During early spring, the lengthening days and new sources of pollen and nectar stimulate brood rearing. The bees also gather water to regulate temperature and to liquefy thick or granulated honey in the preparation of brood food. Drones will be absent or scarce at this time of the year.

Later in the spring, the population of the colony expands rapidly and the proportion of young bees increases. As the population increases, the field-worker force also increases. Field bees may collect nectar and pollen in greater amounts than are needed to maintain brood rearing, and surpluses of honey or pollen may accumulate).

As the days lengthen and the temperature continues to increase, the cluster expands further and drones are produced. With an increase in brood rearing and the accompanying increase in adult bees, the nest area of the colony becomes crowded. More bees are evident at the entrance of the nest. A telltale sign of overcrowding is to see the bees crawl out and hang in a cluster around the en trance on a warm afternoon.

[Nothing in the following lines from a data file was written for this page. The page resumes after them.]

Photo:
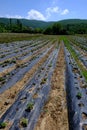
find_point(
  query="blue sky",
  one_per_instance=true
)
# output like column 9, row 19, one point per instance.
column 47, row 10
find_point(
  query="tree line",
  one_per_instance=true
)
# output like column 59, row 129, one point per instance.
column 55, row 29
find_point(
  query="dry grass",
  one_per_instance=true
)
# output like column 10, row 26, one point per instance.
column 55, row 115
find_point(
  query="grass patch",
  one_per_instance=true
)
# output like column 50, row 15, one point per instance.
column 75, row 56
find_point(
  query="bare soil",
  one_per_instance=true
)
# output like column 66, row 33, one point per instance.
column 9, row 96
column 54, row 115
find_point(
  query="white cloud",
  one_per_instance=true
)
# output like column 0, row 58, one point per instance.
column 34, row 14
column 14, row 16
column 64, row 12
column 51, row 10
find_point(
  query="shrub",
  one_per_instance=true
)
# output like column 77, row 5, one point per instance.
column 29, row 106
column 79, row 95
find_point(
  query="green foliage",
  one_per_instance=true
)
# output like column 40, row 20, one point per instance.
column 71, row 26
column 29, row 106
column 24, row 122
column 79, row 95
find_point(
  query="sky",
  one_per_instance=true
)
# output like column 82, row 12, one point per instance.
column 46, row 10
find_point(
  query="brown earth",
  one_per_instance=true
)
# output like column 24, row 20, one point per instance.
column 54, row 115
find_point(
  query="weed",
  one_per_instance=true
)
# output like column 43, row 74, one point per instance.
column 24, row 122
column 2, row 125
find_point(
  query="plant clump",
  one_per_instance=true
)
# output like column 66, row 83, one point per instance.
column 29, row 107
column 24, row 122
column 79, row 95
column 2, row 125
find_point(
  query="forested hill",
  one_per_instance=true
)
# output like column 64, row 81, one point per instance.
column 73, row 21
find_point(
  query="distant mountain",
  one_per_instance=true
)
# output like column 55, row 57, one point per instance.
column 73, row 21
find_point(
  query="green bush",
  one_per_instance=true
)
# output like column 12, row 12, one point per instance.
column 24, row 122
column 2, row 125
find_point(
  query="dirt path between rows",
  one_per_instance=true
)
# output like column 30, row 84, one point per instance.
column 54, row 115
column 9, row 96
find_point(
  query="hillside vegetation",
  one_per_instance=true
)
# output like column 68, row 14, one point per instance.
column 69, row 26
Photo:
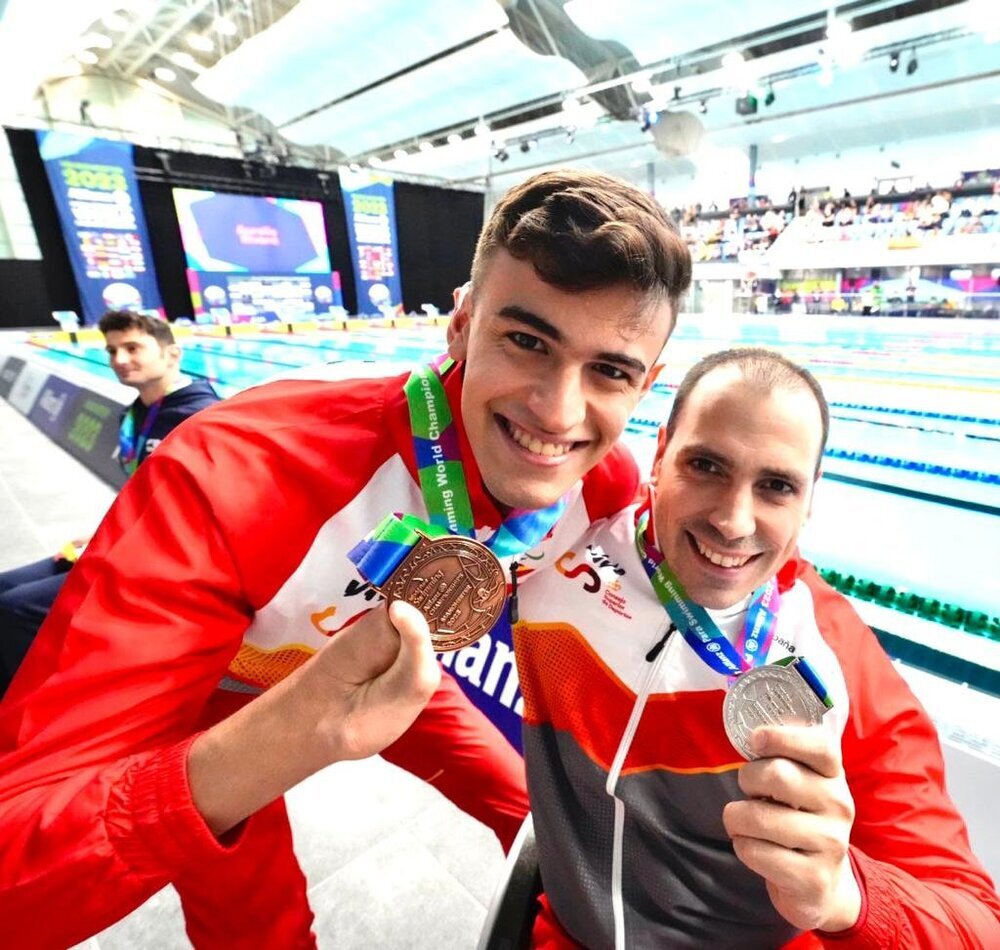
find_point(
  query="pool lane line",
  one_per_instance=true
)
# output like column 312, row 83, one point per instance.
column 976, row 506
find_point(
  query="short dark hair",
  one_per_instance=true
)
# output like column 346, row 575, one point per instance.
column 586, row 231
column 119, row 320
column 760, row 367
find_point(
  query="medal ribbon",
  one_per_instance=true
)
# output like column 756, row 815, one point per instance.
column 698, row 628
column 382, row 550
column 445, row 490
column 130, row 445
column 704, row 636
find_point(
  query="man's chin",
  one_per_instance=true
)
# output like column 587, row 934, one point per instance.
column 524, row 494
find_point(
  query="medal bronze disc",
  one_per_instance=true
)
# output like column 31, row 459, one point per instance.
column 456, row 583
column 768, row 696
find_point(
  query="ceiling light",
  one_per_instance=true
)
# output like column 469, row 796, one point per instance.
column 115, row 21
column 96, row 41
column 641, row 84
column 224, row 26
column 734, row 59
column 837, row 29
column 201, row 43
column 185, row 61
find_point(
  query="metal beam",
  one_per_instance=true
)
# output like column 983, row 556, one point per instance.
column 183, row 20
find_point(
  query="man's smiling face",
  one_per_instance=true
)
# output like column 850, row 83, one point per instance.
column 551, row 376
column 734, row 484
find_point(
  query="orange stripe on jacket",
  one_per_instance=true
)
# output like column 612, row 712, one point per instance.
column 678, row 732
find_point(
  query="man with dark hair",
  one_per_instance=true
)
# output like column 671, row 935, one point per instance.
column 701, row 640
column 226, row 650
column 144, row 355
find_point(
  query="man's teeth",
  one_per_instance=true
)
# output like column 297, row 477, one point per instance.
column 723, row 560
column 529, row 442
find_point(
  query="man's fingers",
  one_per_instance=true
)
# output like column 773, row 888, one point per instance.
column 416, row 668
column 810, row 745
column 769, row 821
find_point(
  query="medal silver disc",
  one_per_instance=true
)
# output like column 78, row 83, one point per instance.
column 768, row 696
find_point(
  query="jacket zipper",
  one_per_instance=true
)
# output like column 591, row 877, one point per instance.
column 654, row 658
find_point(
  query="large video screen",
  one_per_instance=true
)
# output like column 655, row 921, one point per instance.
column 255, row 259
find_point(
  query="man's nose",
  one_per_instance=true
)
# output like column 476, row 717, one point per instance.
column 733, row 516
column 559, row 401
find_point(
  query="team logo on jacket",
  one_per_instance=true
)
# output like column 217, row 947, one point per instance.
column 599, row 575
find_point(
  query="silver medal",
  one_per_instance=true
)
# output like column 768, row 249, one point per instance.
column 768, row 696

Combined with crowded conditions, the queen also increases drone egg laying in preparing for the natural division of the colony by swarming. In addition to rearing workers and drones, the bees also prepare to rear a new queen. A few larvae that would normally develop into worker bees are fed a special gland food called royal jelly, their cells are reconstructed to accommodate the larger queen, and her rate of development is sped up. The number of queen cells produced varies with races and strains of bees as well as individual colonies.

Regardless of its crowded condition, the colony will try to expand by building new combs if food and room are available. These new combs are generally used for the storage of honey, whereas the older combs are used for pollen storage and brood rearing.